Porém, o homem maduro e experiente que acaba de realizar esse sonho – um ano navegando pelos rios e percorrendo os caminhos da maior floresta do planeta – não tinha o menor desejo de emular antigos fotógrafos viajantes.
“Isso acabou”, diz Edu, categórico. “As pessoas já conhecem o mundo. Têm acesso a suas imagens em tempo real. Por isso, não estou interessado em documentar ou relatar nada. Isso não faz mais sentido no meu trabalho.”
A essa profissão de fé corresponde um método de trabalho estrito, em que se rejeita toda fotografia que não provoque no fotógrafo uma sensação de ineditismo, ou que ameace contar uma história à revelia do autor.
Edu declara: “A realidade não é meu assunto.

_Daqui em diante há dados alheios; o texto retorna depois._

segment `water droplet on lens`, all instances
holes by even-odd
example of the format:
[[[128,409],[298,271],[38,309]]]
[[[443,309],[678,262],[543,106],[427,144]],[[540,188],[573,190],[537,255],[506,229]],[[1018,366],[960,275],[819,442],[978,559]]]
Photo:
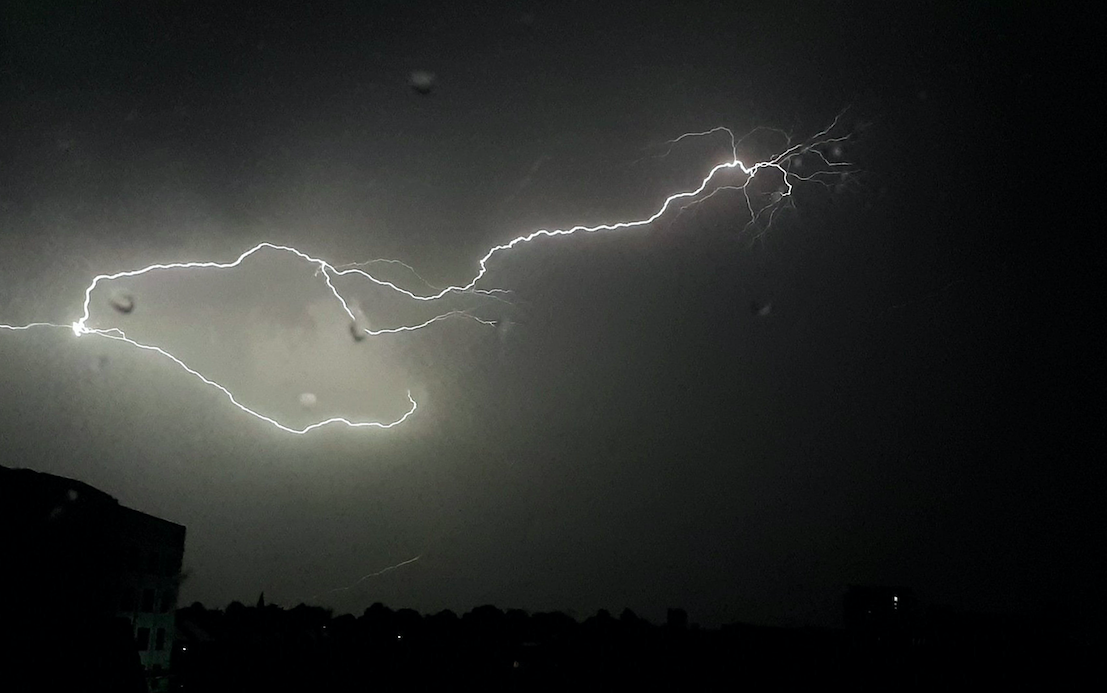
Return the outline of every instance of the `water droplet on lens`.
[[[354,320],[350,323],[350,336],[354,338],[355,342],[361,342],[369,335],[365,334],[365,328],[361,326],[360,322]]]
[[[427,72],[426,70],[415,70],[411,73],[410,84],[411,88],[415,91],[423,94],[424,96],[431,93],[431,89],[434,88],[434,73]]]
[[[351,304],[350,312],[354,316],[354,319],[350,321],[350,336],[354,338],[355,342],[364,341],[369,336],[366,332],[369,329],[369,319],[365,317],[361,306],[356,302]]]
[[[127,315],[135,309],[135,299],[126,291],[113,291],[111,295],[111,307],[120,313]]]

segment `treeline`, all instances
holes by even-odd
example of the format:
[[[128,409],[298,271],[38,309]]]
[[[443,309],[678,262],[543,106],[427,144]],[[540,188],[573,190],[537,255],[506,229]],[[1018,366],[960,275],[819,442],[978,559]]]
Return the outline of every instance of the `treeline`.
[[[177,614],[179,690],[854,690],[1021,688],[1076,680],[1090,662],[1080,642],[1041,623],[881,634],[844,629],[664,624],[630,610],[584,621],[564,613],[481,606],[421,615],[374,604],[360,616],[259,601]]]
[[[174,678],[182,690],[204,691],[688,690],[728,681],[804,683],[825,681],[826,669],[811,665],[829,666],[840,644],[833,631],[704,629],[689,625],[679,609],[655,625],[630,610],[618,617],[601,610],[578,622],[560,612],[494,606],[423,616],[378,603],[355,617],[302,604],[232,603],[224,611],[193,604],[178,611],[177,624]],[[793,637],[787,643],[760,637],[770,633]],[[735,649],[751,636],[771,646]],[[804,652],[805,667],[788,662],[795,647]],[[773,654],[779,666],[769,661]]]

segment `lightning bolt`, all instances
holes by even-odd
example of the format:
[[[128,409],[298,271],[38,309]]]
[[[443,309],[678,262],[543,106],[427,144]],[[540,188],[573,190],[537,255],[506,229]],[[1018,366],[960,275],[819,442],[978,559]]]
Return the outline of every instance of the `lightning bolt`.
[[[833,122],[828,127],[826,127],[823,130],[815,133],[811,137],[808,137],[805,140],[803,140],[801,142],[797,142],[797,143],[792,143],[792,138],[787,133],[783,133],[782,131],[779,131],[779,130],[772,130],[773,132],[781,134],[785,138],[785,140],[787,142],[786,146],[779,153],[777,153],[776,155],[774,155],[774,156],[772,156],[768,159],[758,161],[756,163],[749,164],[749,165],[743,163],[738,158],[738,147],[741,144],[741,142],[745,139],[745,137],[735,138],[733,131],[731,131],[729,128],[715,127],[715,128],[710,129],[710,130],[705,130],[705,131],[702,131],[702,132],[689,132],[689,133],[685,133],[683,135],[680,135],[679,137],[666,142],[666,144],[669,145],[668,150],[665,152],[665,154],[662,154],[661,156],[667,155],[672,150],[673,147],[675,147],[676,145],[678,145],[680,142],[682,142],[684,140],[691,139],[691,138],[696,138],[696,137],[709,137],[709,136],[713,136],[713,135],[716,135],[716,134],[725,133],[727,135],[727,137],[729,138],[729,141],[730,141],[730,151],[731,151],[732,157],[731,157],[730,160],[724,161],[724,162],[719,163],[719,164],[716,164],[714,167],[712,167],[708,171],[707,175],[705,175],[703,177],[703,179],[700,181],[698,186],[696,186],[695,188],[693,188],[691,190],[676,192],[676,193],[673,193],[673,194],[669,195],[667,198],[665,198],[664,202],[662,202],[661,205],[654,210],[654,212],[652,214],[650,214],[649,216],[643,217],[641,219],[629,220],[629,221],[609,222],[609,223],[603,223],[603,224],[596,224],[596,225],[593,225],[593,226],[578,224],[576,226],[571,226],[571,227],[561,228],[561,229],[538,229],[536,231],[531,231],[530,233],[526,233],[526,234],[523,234],[523,235],[516,236],[515,238],[512,238],[511,240],[509,240],[505,243],[501,243],[499,245],[494,245],[491,248],[489,248],[484,253],[484,255],[481,256],[481,258],[477,261],[477,268],[478,269],[477,269],[476,273],[472,277],[470,277],[467,281],[465,281],[463,283],[453,284],[453,285],[446,286],[446,287],[435,287],[435,286],[431,285],[429,282],[427,282],[425,279],[423,279],[419,275],[419,273],[416,272],[416,270],[413,267],[411,267],[410,265],[408,265],[406,263],[403,263],[399,260],[378,259],[378,260],[370,260],[368,262],[350,263],[350,264],[337,265],[336,266],[336,265],[332,265],[332,264],[328,263],[327,261],[322,260],[320,258],[312,257],[311,255],[308,255],[307,253],[305,253],[301,250],[298,250],[296,248],[293,248],[291,246],[278,245],[278,244],[270,243],[270,242],[266,241],[266,242],[258,243],[254,247],[252,247],[249,250],[243,252],[235,260],[233,260],[231,262],[210,262],[209,261],[209,262],[156,263],[156,264],[148,265],[148,266],[143,267],[141,269],[126,270],[126,271],[122,271],[122,272],[115,272],[113,274],[98,274],[95,277],[93,277],[92,282],[85,288],[84,301],[82,303],[81,316],[77,320],[73,321],[72,323],[70,323],[68,325],[63,325],[63,324],[58,324],[58,323],[50,323],[50,322],[31,322],[31,323],[27,323],[25,325],[7,325],[7,324],[0,323],[0,330],[10,331],[10,332],[20,332],[20,331],[31,330],[31,329],[36,329],[36,328],[67,329],[67,330],[70,330],[77,337],[95,336],[95,337],[100,337],[100,338],[104,338],[104,339],[111,339],[111,340],[114,340],[114,341],[125,342],[125,343],[127,343],[127,344],[129,344],[129,345],[131,345],[131,346],[133,346],[137,349],[141,349],[143,351],[150,351],[150,352],[160,354],[161,356],[163,356],[163,357],[169,359],[170,361],[172,361],[173,363],[175,363],[180,368],[184,369],[186,372],[188,372],[192,376],[194,376],[197,379],[199,379],[200,381],[202,381],[204,384],[209,385],[209,386],[217,389],[219,392],[221,392],[231,402],[231,404],[233,404],[235,407],[237,407],[241,411],[243,411],[246,414],[249,414],[250,416],[253,416],[253,417],[255,417],[255,418],[257,418],[261,421],[264,421],[264,422],[274,426],[275,428],[277,428],[281,431],[285,431],[287,433],[295,433],[295,434],[298,434],[298,435],[303,435],[305,433],[308,433],[309,431],[313,431],[313,430],[323,428],[325,426],[330,426],[330,425],[343,425],[343,426],[347,426],[347,427],[350,427],[350,428],[378,428],[378,429],[393,428],[393,427],[398,426],[399,424],[403,423],[404,421],[406,421],[412,414],[415,413],[416,409],[418,408],[418,405],[415,402],[415,399],[411,396],[410,391],[408,391],[408,393],[407,393],[407,398],[408,398],[408,401],[410,403],[410,407],[400,417],[398,417],[398,418],[396,418],[392,421],[387,421],[387,422],[383,422],[383,421],[352,421],[352,420],[344,418],[344,417],[332,417],[332,418],[325,419],[325,420],[322,420],[322,421],[317,421],[317,422],[315,422],[313,424],[310,424],[308,426],[304,426],[303,428],[294,428],[292,426],[285,425],[285,424],[281,423],[280,421],[278,421],[278,420],[276,420],[276,419],[274,419],[270,416],[266,416],[265,414],[262,414],[261,412],[258,412],[254,409],[251,409],[250,407],[248,407],[245,404],[241,403],[240,401],[238,401],[235,398],[235,396],[231,393],[231,391],[229,389],[227,389],[223,385],[215,382],[214,380],[208,378],[207,376],[203,375],[199,371],[193,369],[192,367],[187,365],[184,361],[182,361],[178,357],[171,354],[169,351],[167,351],[167,350],[165,350],[161,347],[158,347],[158,346],[138,342],[137,340],[134,340],[134,339],[128,337],[123,332],[123,330],[121,330],[119,328],[116,328],[116,327],[97,328],[97,327],[89,326],[89,320],[91,319],[90,304],[91,304],[91,301],[92,301],[92,294],[96,290],[96,288],[104,282],[112,282],[112,281],[115,281],[115,280],[118,280],[118,279],[123,279],[123,278],[128,278],[128,277],[137,277],[137,276],[141,276],[141,275],[148,274],[148,273],[151,273],[151,272],[156,272],[156,271],[191,270],[191,269],[217,269],[217,270],[234,269],[235,267],[238,267],[239,265],[241,265],[242,262],[245,261],[247,258],[249,258],[250,256],[257,253],[258,251],[268,249],[268,250],[275,250],[275,251],[290,253],[290,254],[296,256],[297,258],[303,260],[304,262],[314,265],[315,268],[316,268],[315,269],[316,276],[321,276],[323,278],[323,281],[326,283],[326,285],[327,285],[328,289],[330,290],[331,294],[334,296],[334,298],[337,300],[339,305],[342,307],[342,310],[346,313],[347,317],[350,319],[350,324],[351,324],[352,330],[353,330],[355,336],[359,339],[363,339],[366,336],[379,337],[379,336],[384,336],[384,335],[394,335],[394,334],[400,334],[400,333],[405,333],[405,332],[414,332],[414,331],[417,331],[417,330],[427,328],[427,327],[429,327],[429,326],[431,326],[435,323],[438,323],[438,322],[441,322],[443,320],[447,320],[447,319],[450,319],[450,318],[465,318],[465,319],[473,320],[473,321],[478,322],[478,323],[483,324],[483,325],[496,325],[497,323],[494,320],[487,320],[487,319],[478,317],[478,316],[473,315],[472,313],[470,313],[468,311],[465,311],[465,310],[450,310],[450,311],[447,311],[447,312],[442,313],[440,315],[437,315],[433,318],[430,318],[429,320],[425,320],[423,322],[416,323],[416,324],[401,325],[401,326],[398,326],[398,327],[390,327],[390,328],[383,328],[383,329],[376,329],[376,330],[369,329],[368,327],[363,326],[363,324],[362,324],[363,321],[361,319],[359,319],[358,312],[354,308],[351,308],[350,302],[335,287],[334,280],[338,277],[344,277],[344,276],[347,276],[347,275],[354,275],[354,276],[358,276],[358,277],[361,277],[363,279],[366,279],[369,282],[371,282],[371,283],[373,283],[373,284],[375,284],[379,287],[382,287],[384,289],[388,289],[388,290],[394,291],[396,293],[399,293],[399,294],[407,297],[408,299],[415,300],[415,301],[422,301],[422,302],[437,301],[437,300],[440,300],[442,298],[445,298],[446,296],[448,296],[450,294],[475,294],[475,295],[483,296],[483,297],[486,297],[486,298],[492,298],[492,299],[496,299],[496,300],[507,301],[508,299],[505,299],[503,297],[506,296],[506,295],[510,295],[511,292],[509,290],[501,289],[501,288],[477,288],[477,284],[480,283],[483,279],[485,279],[486,275],[489,272],[489,268],[488,268],[489,262],[495,256],[506,253],[507,251],[512,250],[513,248],[516,248],[520,245],[524,245],[524,244],[527,244],[527,243],[531,243],[531,242],[536,241],[536,240],[541,239],[541,238],[555,238],[555,237],[559,237],[559,236],[571,236],[571,235],[580,234],[580,233],[598,233],[598,232],[605,232],[605,231],[619,231],[619,230],[633,229],[633,228],[648,226],[649,224],[652,224],[653,222],[660,219],[663,215],[665,215],[667,212],[669,212],[674,206],[677,206],[679,208],[678,212],[677,212],[677,214],[679,215],[680,213],[682,213],[683,211],[688,209],[690,206],[698,205],[698,204],[700,204],[700,203],[702,203],[702,202],[704,202],[708,199],[711,199],[711,198],[715,197],[716,195],[718,195],[720,193],[723,193],[725,191],[736,191],[736,192],[739,192],[739,193],[742,194],[742,196],[744,198],[747,213],[749,214],[749,221],[746,224],[746,227],[745,227],[746,229],[757,226],[758,224],[760,224],[762,222],[762,219],[765,217],[766,214],[768,214],[768,219],[765,222],[765,226],[767,227],[768,225],[772,224],[773,218],[775,217],[776,213],[782,207],[782,203],[792,196],[792,193],[793,193],[793,191],[795,189],[795,186],[797,184],[799,184],[799,183],[817,183],[817,184],[821,184],[821,185],[823,185],[827,188],[831,188],[831,187],[833,187],[834,182],[841,180],[844,175],[846,175],[847,173],[853,171],[853,169],[849,166],[849,164],[847,164],[845,162],[833,160],[833,159],[836,159],[837,157],[835,157],[835,156],[828,157],[827,152],[826,152],[826,149],[828,147],[833,148],[835,146],[838,146],[838,145],[840,145],[840,143],[848,140],[849,137],[850,137],[849,134],[844,134],[844,135],[835,135],[835,134],[833,134],[835,132],[835,130],[838,128],[839,121],[841,120],[843,114],[844,114],[844,111],[842,113],[839,113],[834,118]],[[758,131],[761,131],[761,130],[770,130],[770,129],[768,129],[768,128],[758,128],[754,131],[751,131],[751,133],[749,133],[749,134],[753,134],[754,132],[758,132]],[[746,135],[746,137],[748,137],[749,134]],[[800,157],[807,157],[807,156],[810,156],[810,158],[814,159],[817,162],[818,166],[814,167],[814,170],[811,173],[806,174],[806,175],[801,175],[800,173],[798,173],[796,171],[796,169],[799,168],[798,162],[799,162]],[[796,165],[793,165],[793,164],[796,164]],[[766,202],[765,204],[758,205],[755,202],[755,200],[759,199],[760,196],[758,196],[756,194],[751,194],[750,185],[754,181],[757,174],[761,171],[775,171],[775,172],[779,173],[781,181],[782,181],[782,187],[780,187],[776,192],[769,195],[769,201],[768,202]],[[739,173],[742,176],[744,176],[744,180],[740,181],[740,183],[719,183],[717,181],[717,179],[721,178],[722,175],[727,173],[727,172]],[[369,271],[367,271],[365,269],[365,268],[371,267],[374,264],[400,265],[400,266],[406,268],[414,277],[416,277],[419,280],[419,282],[421,284],[423,284],[424,287],[426,287],[426,289],[422,292],[417,292],[417,291],[405,289],[405,288],[401,287],[400,285],[396,284],[393,281],[381,279],[381,278],[373,275],[372,273],[370,273]],[[413,562],[413,561],[416,561],[416,560],[418,560],[418,557],[416,557],[414,559],[411,559],[410,561],[406,561],[405,563],[400,563],[397,566],[392,566],[390,568],[386,568],[385,571],[392,570],[396,567],[399,567],[401,565],[406,565],[407,563],[410,563],[410,562]],[[382,571],[382,572],[385,572],[385,571]],[[376,574],[380,574],[380,573],[376,573]],[[372,577],[372,576],[373,575],[368,575],[366,577]],[[362,578],[362,579],[365,579],[365,578]],[[357,584],[357,583],[354,583],[354,584]],[[351,585],[351,587],[352,587],[352,585]]]
[[[319,594],[316,594],[316,595],[312,596],[311,599],[309,599],[308,601],[315,601],[319,597],[323,597],[323,596],[328,595],[328,594],[334,594],[336,592],[345,592],[347,590],[351,590],[351,589],[357,587],[358,585],[360,585],[361,583],[365,582],[369,578],[379,577],[381,575],[384,575],[385,573],[392,572],[393,570],[396,570],[397,568],[403,568],[405,565],[409,565],[411,563],[414,563],[415,561],[419,560],[422,557],[423,557],[422,554],[420,554],[420,555],[416,556],[415,558],[409,558],[406,561],[400,561],[396,565],[390,565],[387,568],[382,568],[382,569],[378,570],[375,573],[369,573],[368,575],[362,575],[357,580],[353,581],[349,585],[346,585],[345,587],[336,587],[333,590],[327,590],[326,592],[320,592]]]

É meu instrumento de trabalho. Em fotografia, tudo é reinvenção. A realidade que se vê na foto é muito mais a realidade do fotógrafo.” E conclui: “As imagens que faço são uma troca entre mim e o teatro incessante do mundo.”
Numa das viagens durante esse ano, Edu contratou um monomotor para sobrevoar o arquipélago das Anavilhanas, um conjunto espetacular de mais de 400 ilhas no rio Negro. Mas essas fotos não estão sobre a mesa ou farão parte do livro. O sobrevoo foi “emocionante, o arquipélago é uma das coisas mais lindas que já vi”, diz Edu. Porém, desse dia de trabalho, praticamente nada sobreviveu. Todas as imagens foram descartadas, exceto uma, inesperada, do encontro das águas dos rios Negro e Solimões, ironicamente um dos cartões-postais da Amazônia. Foi a única imagem do dia com a dose exata de reinvenção que o fotógrafo desejava.

DOIS,
Entre doses crescentes de cafeína, ilhados pela chuva torrencial (quase amazônica) que cai sobre a cidade, continuamos nossa conversa, examinando as imagens com vagar.
O fotógrafo pode não querer contar histórias com suas imagens, mas o menino que folheava as revistas ilustradas na casa do avô voltou com um vasto repertório.
E agora relembra, deliciado, as dificuldades e desconfortos de sua jornada amazônica: tomar chuva durante horas nas voadeiras, ficar com a roupa toda molhada, passando do muito frio ao muito calor no espaço de uma hora; como se isso não bastasse, acordar de manhã e ter que vestir a roupa ainda molhada do dia anterior, devido à intensa umidade da mata; o calvário das coceiras causadas por insetos gulosos, maruins, mutucas, muriçocas, carapanãs e os temíveis micuins, microscópicos carrapatinhos que podem infestar o corpo de uma pessoa no mato e são capazes de enlouquecer um sujeito sem uma barra de Escabin à mão; os deliciosos sabores dos pratos diferentes que provou: o pato serrano no rio Moa, cujo molho é encorpado com farinha misturada ao sangue coagulado da ave; o jacaré no leite de castanha, com muita chicória e pimenta-de-cheiro, segundo a receita da dupla de cozinheiras Dona Rosa e Dona Rosi; as rodelinhas de banana frita com sal no café da manhã na serra do Divisor; o pirarucu recém-pescado em Mamirauá; e “o melhor doce do mundo”, a cocada de castanha do Seu Sabá.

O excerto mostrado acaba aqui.